About two months after initially writing this article, I was able to convince my employer to allow me to install the previously described filtering system. These systems were deployed as in-line content filters, in front of the corporate Exchange servers. After full deployment of two filter hosts, a daily average of 72% of SPAM traffic and nearly 100% of virus traffic was stopped at the filter hosts. This greatly reduced the administrative load on the Exchange administrators as well as significantly reducing the network, CPU, and disk usage of the Exchange systems. Finally, it also greatly cut down on the amount of SPAM received by the more SPAM-afflicted Exchange users.

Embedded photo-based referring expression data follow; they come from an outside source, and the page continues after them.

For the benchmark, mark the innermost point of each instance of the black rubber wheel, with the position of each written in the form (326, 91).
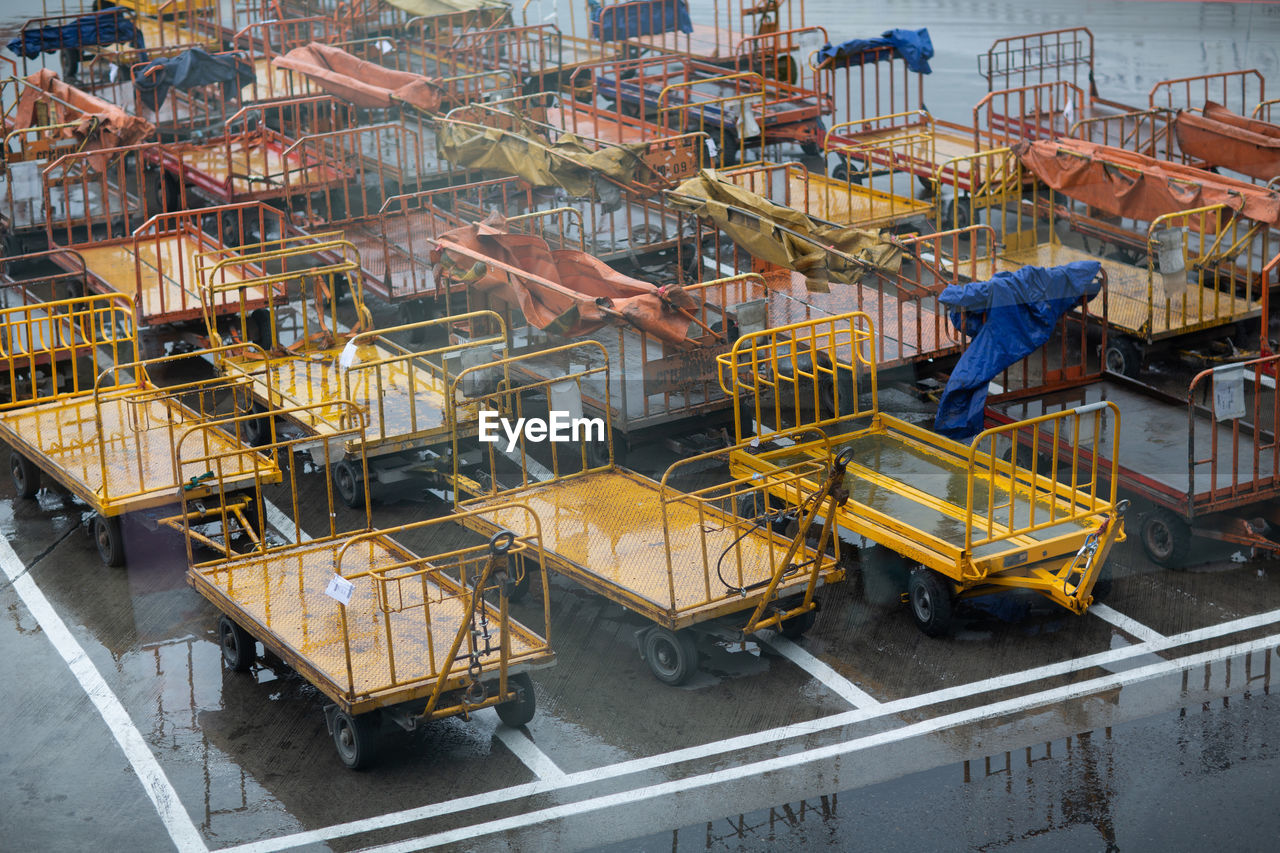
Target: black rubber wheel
(238, 647)
(931, 600)
(1121, 357)
(356, 738)
(109, 539)
(26, 475)
(1165, 538)
(519, 711)
(671, 655)
(798, 626)
(347, 478)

Thanks to Robert Bastille for proofing and testing the original manuscript. Thanks to members of the All Things Unix forum at DSL Reports for reforming a Sendmail bigot.

Thomas H. Jones II currently works for a small consulting company based in Virginia. Previously, he spent seven years in the ISP industry and three years working for Enterprise Hardware Vendors.

1 When the installation script asks for "install_root:", all files will be installed relative to this root. For example, if you set install_root = /usr/local, everything will be installed under /usr/local. This is useful if you want to run components of Postfix chroot()ed.

2 If you already have a Sendmail aliases file, Postfix can be made to understand it via the alias configuration directives, above, and using postalias against the Sendmail alias file.

3 Scalability is provided by means of DNS. If the content-filtering configuration is to include more than one filtering server, each server should be configured with the same MX preference level. SMTP traffic will tend to be distributed in a round-robin fashion across the available filter servers. If/when the number of content-filter servers is insufficient to support the mail flow to the last-hop MX host, simply add more identically configured content-filter hosts to the mail flow architecture. As more servers are added, traffic will be spread across the new systems as the updated DNS information propagates.

4 Availability comes through the fallback nature of MX references. As previously noted, SMTP's includes an availability fallback feature. Therefore, if one of the content-filter hosts is offline for repair, upgrade, etc., the calling SMTP host will attempt to connect to the next available MX host. That will be whichever of the remaining content-filter hosts it is able to contact first. It should become fairly obvious that, in an ideal world, a minimum of two content-filters must be configured in front of the downstream mail hosts.